La distancia
Por Agustín Paullier
Hombres a caballo, moldeados por la naturaleza, pequeños entre montañas y nubes, en la penillanura, extendiendo su lazo hacia una res, entre nubes de polvo de la tropilla que golpea el suelo; nubes de humo de la marca a fuego en la piel del animal o del humo del cigarro que fuma el hombre al terminar el día. Son charros, huasos, pantaneiros, vaqueiros, chagras, cowboys, gauchos, según la tierra del continente americano que se encuentre bajo sus pies.
El uruguayo Luis Fabini recorrió grandes distancias durante diez años para encontrar a estos grupos de hombres que sobreviven y se mueven en la periferia del mundo tecnológico. En el prólogo de Gauchos, su primer libro, el antropólogo Daniel Vidart advertía que este tipo de hombre ya no existía en los campos rioplatenses. Desaparecieron con el alambrado de los campos –y el propio Fabini se percata de la contradicción de un gaucho alambrador–, cuando su libertad de movimiento se vio cercenada, así como su modo de vida contrario a las nuevas leyes. El término se instaló a fines del siglo XVIII para referirse a quienes surcaban como nómades la campaña, enemigos de toda autoridad impuesta; luego pasó a referir a los peones de las estancias, a los paisanos y a sus patrones, para terminar ubicándose en un espacio afectivo cargado de nostalgia. Es por eso que la palabra “vaqueros” es más abarcativa, propia de un fenómeno continental, aun cuando tenga connotaciones que resuenan en un imaginario estadounidense.
Lo que comenzó como un viaje sin demasiada premeditación a los departamentos de Salto y Artigas, al norte del río Negro, donde aún se puede encontrar a esta especie de hombres, continuó en Argentina y en el árido sertão brasileño y, luego de pasar por la “avenida de los volcanes”, en Ecuador, llegó a los rodeos y ranchos del norte del continente.
En el medio local no son habituales los proyectos fotográficos de largo aliento, ya que requieren una constancia y decisión semejantes a las del gaucho que soporta las inclemencias de la vida en contacto con la naturaleza. Tampoco es frecuente encontrar un trabajo de este tipo enfocado en el interior del país y sus habitantes. En el aspecto documental de la fotografía y en tanto registro antropológico, Vaqueros de América es un aporte valioso, a lo que se suma que desde el punto de vista estético sus imágenes son muy atractivas. Lo único que podría resultar objetable es la forma en que son representados los gauchos.

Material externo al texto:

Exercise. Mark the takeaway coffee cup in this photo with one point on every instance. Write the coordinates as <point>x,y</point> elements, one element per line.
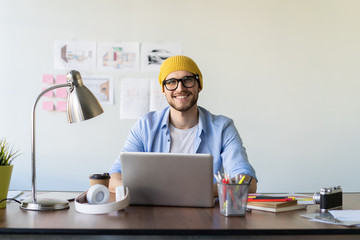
<point>100,179</point>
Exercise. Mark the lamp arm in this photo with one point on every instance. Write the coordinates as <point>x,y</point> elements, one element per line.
<point>33,134</point>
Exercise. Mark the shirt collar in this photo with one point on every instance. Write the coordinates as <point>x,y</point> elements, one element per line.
<point>202,121</point>
<point>165,120</point>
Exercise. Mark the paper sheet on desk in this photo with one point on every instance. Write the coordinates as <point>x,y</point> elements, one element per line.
<point>343,217</point>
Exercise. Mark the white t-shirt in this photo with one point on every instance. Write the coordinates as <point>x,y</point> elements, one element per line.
<point>182,140</point>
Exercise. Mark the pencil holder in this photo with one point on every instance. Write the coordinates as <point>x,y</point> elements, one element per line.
<point>233,198</point>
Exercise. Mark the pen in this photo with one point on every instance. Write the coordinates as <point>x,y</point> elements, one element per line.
<point>242,179</point>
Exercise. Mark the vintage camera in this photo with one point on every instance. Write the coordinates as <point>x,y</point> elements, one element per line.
<point>329,198</point>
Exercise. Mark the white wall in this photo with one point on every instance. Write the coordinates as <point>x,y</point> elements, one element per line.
<point>286,71</point>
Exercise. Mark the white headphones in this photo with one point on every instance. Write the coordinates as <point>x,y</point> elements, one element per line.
<point>95,200</point>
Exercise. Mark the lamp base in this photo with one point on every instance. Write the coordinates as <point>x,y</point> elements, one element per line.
<point>46,204</point>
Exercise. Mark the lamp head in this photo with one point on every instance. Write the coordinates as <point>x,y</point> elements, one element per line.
<point>81,102</point>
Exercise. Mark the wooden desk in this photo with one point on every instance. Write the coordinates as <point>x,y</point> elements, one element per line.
<point>170,221</point>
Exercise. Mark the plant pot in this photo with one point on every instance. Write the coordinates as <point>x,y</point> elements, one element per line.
<point>5,176</point>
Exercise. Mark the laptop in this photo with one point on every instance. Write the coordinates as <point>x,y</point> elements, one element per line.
<point>168,179</point>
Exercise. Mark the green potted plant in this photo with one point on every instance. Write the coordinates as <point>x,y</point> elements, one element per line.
<point>7,156</point>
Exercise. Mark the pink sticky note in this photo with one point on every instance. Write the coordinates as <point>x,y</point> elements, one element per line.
<point>61,106</point>
<point>48,78</point>
<point>61,92</point>
<point>49,94</point>
<point>48,106</point>
<point>60,79</point>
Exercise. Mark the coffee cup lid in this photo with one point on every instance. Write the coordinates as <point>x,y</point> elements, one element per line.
<point>100,176</point>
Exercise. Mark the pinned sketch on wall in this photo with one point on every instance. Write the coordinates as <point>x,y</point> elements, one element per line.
<point>101,87</point>
<point>79,55</point>
<point>114,56</point>
<point>139,96</point>
<point>153,54</point>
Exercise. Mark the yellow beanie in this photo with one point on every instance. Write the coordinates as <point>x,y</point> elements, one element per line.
<point>178,63</point>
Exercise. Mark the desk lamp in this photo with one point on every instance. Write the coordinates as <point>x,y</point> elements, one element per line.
<point>81,105</point>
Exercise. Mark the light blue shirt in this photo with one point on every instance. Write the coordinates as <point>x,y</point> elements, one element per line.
<point>216,135</point>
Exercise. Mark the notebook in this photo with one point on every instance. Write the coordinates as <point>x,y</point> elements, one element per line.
<point>168,179</point>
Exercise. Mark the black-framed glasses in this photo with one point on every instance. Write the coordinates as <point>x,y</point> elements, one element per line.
<point>187,81</point>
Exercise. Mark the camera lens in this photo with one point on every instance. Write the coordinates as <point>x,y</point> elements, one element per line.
<point>316,198</point>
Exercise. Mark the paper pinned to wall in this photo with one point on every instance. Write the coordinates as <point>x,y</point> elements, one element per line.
<point>79,55</point>
<point>61,106</point>
<point>118,56</point>
<point>153,54</point>
<point>60,79</point>
<point>139,96</point>
<point>102,87</point>
<point>48,106</point>
<point>48,78</point>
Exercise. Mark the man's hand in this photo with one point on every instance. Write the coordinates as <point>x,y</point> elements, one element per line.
<point>252,187</point>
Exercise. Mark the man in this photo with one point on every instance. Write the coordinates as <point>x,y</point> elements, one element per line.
<point>185,127</point>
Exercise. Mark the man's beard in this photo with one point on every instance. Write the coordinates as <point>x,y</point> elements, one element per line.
<point>184,108</point>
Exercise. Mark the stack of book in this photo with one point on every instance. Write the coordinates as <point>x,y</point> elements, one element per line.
<point>273,204</point>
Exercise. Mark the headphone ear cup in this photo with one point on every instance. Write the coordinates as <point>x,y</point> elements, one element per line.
<point>98,194</point>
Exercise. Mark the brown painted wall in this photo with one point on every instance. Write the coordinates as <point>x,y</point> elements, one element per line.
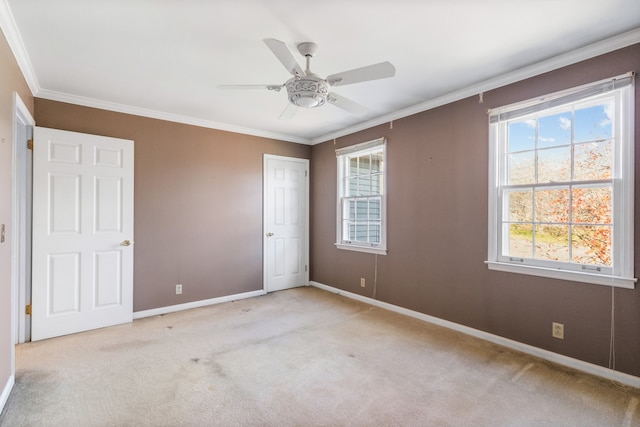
<point>437,230</point>
<point>11,81</point>
<point>198,202</point>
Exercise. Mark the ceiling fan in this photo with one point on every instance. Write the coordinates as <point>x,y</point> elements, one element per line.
<point>308,90</point>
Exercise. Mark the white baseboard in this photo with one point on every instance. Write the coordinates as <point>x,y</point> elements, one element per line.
<point>560,359</point>
<point>6,391</point>
<point>196,304</point>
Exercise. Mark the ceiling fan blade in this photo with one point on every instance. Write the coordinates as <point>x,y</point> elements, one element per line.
<point>288,112</point>
<point>371,72</point>
<point>282,52</point>
<point>269,87</point>
<point>347,105</point>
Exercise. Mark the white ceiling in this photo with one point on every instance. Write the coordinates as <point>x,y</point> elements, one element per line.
<point>165,58</point>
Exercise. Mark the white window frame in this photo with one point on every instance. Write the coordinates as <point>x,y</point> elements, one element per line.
<point>342,155</point>
<point>621,273</point>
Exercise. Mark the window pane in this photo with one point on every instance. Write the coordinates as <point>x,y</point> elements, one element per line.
<point>353,166</point>
<point>365,165</point>
<point>350,230</point>
<point>591,205</point>
<point>376,184</point>
<point>593,123</point>
<point>552,242</point>
<point>591,245</point>
<point>374,233</point>
<point>361,210</point>
<point>376,162</point>
<point>520,168</point>
<point>592,160</point>
<point>554,165</point>
<point>520,205</point>
<point>352,189</point>
<point>522,136</point>
<point>554,130</point>
<point>520,240</point>
<point>552,205</point>
<point>364,186</point>
<point>374,209</point>
<point>351,210</point>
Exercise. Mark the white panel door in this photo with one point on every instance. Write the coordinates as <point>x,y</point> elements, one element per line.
<point>286,222</point>
<point>82,258</point>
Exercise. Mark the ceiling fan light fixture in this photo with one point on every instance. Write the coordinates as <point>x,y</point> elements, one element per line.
<point>308,92</point>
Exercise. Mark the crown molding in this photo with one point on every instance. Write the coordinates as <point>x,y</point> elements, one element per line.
<point>9,28</point>
<point>10,31</point>
<point>160,115</point>
<point>587,52</point>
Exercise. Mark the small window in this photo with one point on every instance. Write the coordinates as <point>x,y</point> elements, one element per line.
<point>561,185</point>
<point>361,222</point>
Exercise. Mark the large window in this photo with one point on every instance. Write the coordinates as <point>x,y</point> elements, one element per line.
<point>561,185</point>
<point>361,222</point>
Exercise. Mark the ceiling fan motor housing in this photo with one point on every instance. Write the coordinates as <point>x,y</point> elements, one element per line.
<point>308,91</point>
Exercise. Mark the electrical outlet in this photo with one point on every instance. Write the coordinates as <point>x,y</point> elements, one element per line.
<point>557,330</point>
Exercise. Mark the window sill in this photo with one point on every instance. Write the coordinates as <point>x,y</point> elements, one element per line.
<point>367,249</point>
<point>575,276</point>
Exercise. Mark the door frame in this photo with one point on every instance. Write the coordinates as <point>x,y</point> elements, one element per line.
<point>20,271</point>
<point>265,176</point>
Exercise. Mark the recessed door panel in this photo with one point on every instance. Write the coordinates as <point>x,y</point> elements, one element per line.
<point>64,203</point>
<point>108,278</point>
<point>108,204</point>
<point>108,157</point>
<point>64,283</point>
<point>64,152</point>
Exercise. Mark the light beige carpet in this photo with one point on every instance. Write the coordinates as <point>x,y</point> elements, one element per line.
<point>302,357</point>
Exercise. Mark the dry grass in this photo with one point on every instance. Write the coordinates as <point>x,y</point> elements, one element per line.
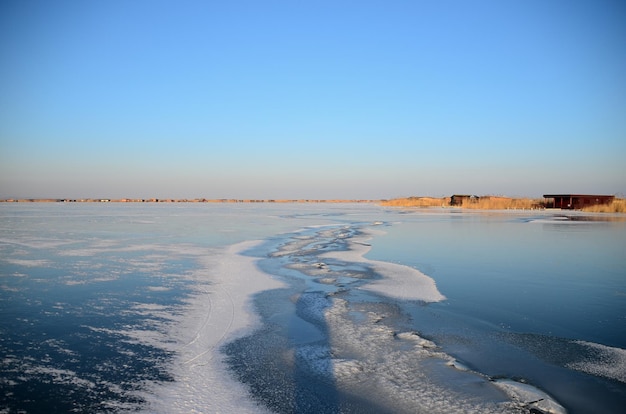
<point>617,206</point>
<point>483,203</point>
<point>417,202</point>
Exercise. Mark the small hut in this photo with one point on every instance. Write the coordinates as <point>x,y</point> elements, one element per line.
<point>576,201</point>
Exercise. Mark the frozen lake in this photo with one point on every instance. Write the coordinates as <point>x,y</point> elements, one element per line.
<point>309,308</point>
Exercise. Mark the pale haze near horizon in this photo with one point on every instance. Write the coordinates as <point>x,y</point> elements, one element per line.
<point>325,99</point>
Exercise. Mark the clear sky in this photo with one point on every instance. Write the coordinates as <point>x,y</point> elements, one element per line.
<point>312,99</point>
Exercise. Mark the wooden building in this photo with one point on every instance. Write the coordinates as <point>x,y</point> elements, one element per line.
<point>576,201</point>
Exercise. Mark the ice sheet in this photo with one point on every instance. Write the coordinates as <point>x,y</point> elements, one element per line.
<point>399,281</point>
<point>218,313</point>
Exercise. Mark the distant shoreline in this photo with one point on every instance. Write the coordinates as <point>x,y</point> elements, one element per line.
<point>462,202</point>
<point>173,200</point>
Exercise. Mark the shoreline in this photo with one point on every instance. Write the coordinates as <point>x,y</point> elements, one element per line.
<point>489,203</point>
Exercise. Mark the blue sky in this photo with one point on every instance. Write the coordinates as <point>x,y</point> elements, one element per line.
<point>311,99</point>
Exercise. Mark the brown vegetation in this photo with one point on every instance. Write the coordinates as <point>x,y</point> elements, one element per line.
<point>417,202</point>
<point>478,203</point>
<point>618,205</point>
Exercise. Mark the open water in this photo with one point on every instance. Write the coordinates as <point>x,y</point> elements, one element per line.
<point>448,311</point>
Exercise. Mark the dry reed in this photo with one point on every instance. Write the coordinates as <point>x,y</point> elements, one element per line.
<point>417,202</point>
<point>618,205</point>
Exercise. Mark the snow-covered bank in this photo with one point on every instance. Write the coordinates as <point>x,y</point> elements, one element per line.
<point>219,312</point>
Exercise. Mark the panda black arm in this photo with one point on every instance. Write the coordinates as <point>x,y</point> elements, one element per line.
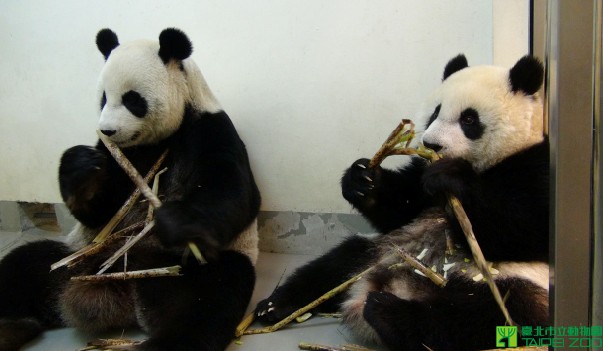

La imagen de un chagra ecuatoriano mirando fijo a la cámara, inalterable, montado a su caballo erguido sobre sus patas traseras, con el pico nevado de una montaña a sus espaldas, es sin duda espectacular; quizá demasiado. Se percibe la pose, la demostración y cierta artificiosidad: una persona vista como personaje, su carcasa, y no el intento de retratar lo ambiguo e intrincado de cada hecho y persona. Esa imagen bien podría ser parte de una campaña de promoción del turismo en ese país, o de una publicidad de cigarrillos. En ese sentido, la mirada de Fabini parece ser la mirada de un extranjero –aun cuando en muchos lugares de hecho lo era, y de que cualquier citadino puede sentirse un foráneo entre peones de estancia– que, maravillado por lo exótico, por los ropajes y el modo de vida de estos hombres, es incapaz de ir más allá. El propio fotógrafo afirma: “Hay algo en su forma de ser que deviene en una distancia insalvable. Mi fotografía capta esa distancia y la respeta”.
Son imágenes estéticamente muy correctas, atractivas y bien resueltas, pero generan la sensación de que ya fueron vistas, de que se encuentran en alguna parte del imaginario social, sin llegar a revelar al sujeto fotografiado, del mismo modo en que tampoco se percibe una marca distintiva del autor. Lo dicho no le quita valor a la obra de Fabini, sino que la ubica en el marco de un tipo de creación que se limita a un registro atractivo. En cada espectador radica la necesidad y la exigencia de pedir mayor profundidad.